Overall, the UH IM curriculum equips residents with the skills to tackle the variety of ambulatory problems that we encounter in our East Baltimore community both on a patient and systems level. UH IM produces graduates who are experts in enhancing patients' self-management and care-seeking skills. Johns Hopkins offers residents training in internal medicine, public health, adolescent medicine, and psychiatry that are unmatched. In addition, Hopkins affords rich resources for training resident physicians to care for patients with substance use disorders, homelessness, sexually transmitted diseases, domestic violence, HIV, Hepatitis C, behavioral and mental health issues. These resources, coupled with its outstanding research opportunities in health disparities, public health, and general internal medicine, makes Johns Hopkins uniquely positioned to train future primary care leaders in urban health. Combining the core internal medicine curriculum with specialized training in urban health produces exceptionally well-trained urban primary care practitioners.
In addition, our Tuesday urban health noon conference series and academic half-days emphasizes clinical primary care, racism and health disparities, implicit bias, social determinants of health, policy, advocacy, high value care, quality improvement/patient safety, evidence-based practice, palliative care, immigrant health, and practice management topics to name a few. Our residents receive essential training in cultural humility, motivational interviewing, and trauma-informed care. Residents lead our academic half days that take place every other Tuesday morning from 9AM to noon.

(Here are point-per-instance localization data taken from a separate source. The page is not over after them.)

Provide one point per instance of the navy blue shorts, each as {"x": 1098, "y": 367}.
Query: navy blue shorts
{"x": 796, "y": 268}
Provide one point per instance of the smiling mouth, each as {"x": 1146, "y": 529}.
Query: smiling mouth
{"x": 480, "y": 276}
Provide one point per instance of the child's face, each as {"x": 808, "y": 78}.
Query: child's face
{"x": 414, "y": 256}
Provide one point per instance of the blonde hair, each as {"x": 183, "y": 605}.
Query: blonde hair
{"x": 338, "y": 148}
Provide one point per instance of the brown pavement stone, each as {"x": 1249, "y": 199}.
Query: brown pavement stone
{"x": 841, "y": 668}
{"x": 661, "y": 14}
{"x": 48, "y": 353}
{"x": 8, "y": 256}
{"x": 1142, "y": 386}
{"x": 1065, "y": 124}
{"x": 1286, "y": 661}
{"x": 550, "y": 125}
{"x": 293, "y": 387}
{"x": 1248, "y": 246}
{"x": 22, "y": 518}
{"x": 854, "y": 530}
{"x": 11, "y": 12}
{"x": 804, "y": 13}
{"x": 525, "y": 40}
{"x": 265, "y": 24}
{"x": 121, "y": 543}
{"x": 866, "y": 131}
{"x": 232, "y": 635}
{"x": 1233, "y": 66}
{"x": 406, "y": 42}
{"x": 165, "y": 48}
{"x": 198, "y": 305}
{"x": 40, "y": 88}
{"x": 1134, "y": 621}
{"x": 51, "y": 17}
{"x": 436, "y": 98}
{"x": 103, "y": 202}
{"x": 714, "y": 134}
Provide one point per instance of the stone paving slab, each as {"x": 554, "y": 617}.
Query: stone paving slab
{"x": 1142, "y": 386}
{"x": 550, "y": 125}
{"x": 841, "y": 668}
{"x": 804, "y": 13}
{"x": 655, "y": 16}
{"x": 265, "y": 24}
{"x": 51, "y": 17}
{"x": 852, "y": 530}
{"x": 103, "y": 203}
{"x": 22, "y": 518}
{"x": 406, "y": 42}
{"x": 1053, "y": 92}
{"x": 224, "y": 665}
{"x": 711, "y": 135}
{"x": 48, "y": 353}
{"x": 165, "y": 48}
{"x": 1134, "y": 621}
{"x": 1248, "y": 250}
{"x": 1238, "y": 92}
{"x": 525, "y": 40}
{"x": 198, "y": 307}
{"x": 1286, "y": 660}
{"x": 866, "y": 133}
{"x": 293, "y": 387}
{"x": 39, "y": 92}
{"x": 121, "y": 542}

Residents teach each other about urban health topics for which they have a passion.
Program Characteristics
- Four residents per year for a total of 12 resident physicians
- Residents are board-eligible in Internal Medicine after three years
- Residents practice in a federally qualified health center continuity clinic with IM faculty preceptors
- X+Y schedule
- Core UH rotations start in the first year of residency
- We maximize outpatient training opportunities and time in continuity clinic
- All residents complete our eight core urban health rotations and still have time for many electives/research
- All residents complete buprenorphine X waiver training and care for patients with substance use disorders in clinic
- All residents can receive funding to pay for their individual medical license and DEA number if they plan to prescribe buprenorphine during residency
- Weekly UH noon conferences
- Every other week academic half days
- Quarterly UH book clubs
- Frequent social events for the track and the categorical program
- Full integration into the categorical programs
- Frequent social events with the categorical programs
- Prospective personal days for health and self care needs
- We make appointments for our interns for visits with the dentist, primary care physician, and mental health check in.
- Residents are part of our larger urban health community (including the Med-Peds program and the pediatrics health equity track) and have colleagues that share similar values and aspirations
Leaders in Urban Health Primary Care
The goal of the residency is to create leaders in urban health primary care. We imagine our graduates following many different leadership paths. Among these are, in random order:
- Office medical director of a primary care clinic
- Chief medical office of a federally qualified health center (FQHC)
- Clinician-Educator for future primary care providers
- Primary care researcher (research in health disparities, health services, education, etc.)
- Policy maker on local, state, or national levels
- Director of non-governmental advocacy organization
- Community-based participatory researcher
- Other primary care careers and leadership aspirations.
Mentorship
Finding a career mentor for you is one of our top priorities. The world-class mentorship found at Johns Hopkins and Baltimore City is ready to serve you. Mentors include our GIM clinician-investigators, GIM clinician-educators, School of Public Health professors, Johns Hopkins Community Physicians leaders, and members of the Urban Health Institute. The city and state boast top-notch policy makers, and the program has many friends and alumni in Washington, DC. The CEOs and CMOs at our FQHC collaborators are eager and willing to take you under their wing. We work with you to understand your career goals and to match you with like-minded mentors.
Life after Residency
As residents near completion of the three-year residency, we are delighted to help them enter the next phase of their careers. Finding a career mentor is the first step. The next step can include, for example, helping you to find a primary care job at a FQHC or an academic center like Hopkins, obtain a position in a health department, or provide care at Health Care for the Homeless. We will help our research-oriented residents match to GIM, Adolescent, Addiction, and NCSP fellowship positions. Our goal is to develop leaders in primary care, in whatever form that may take.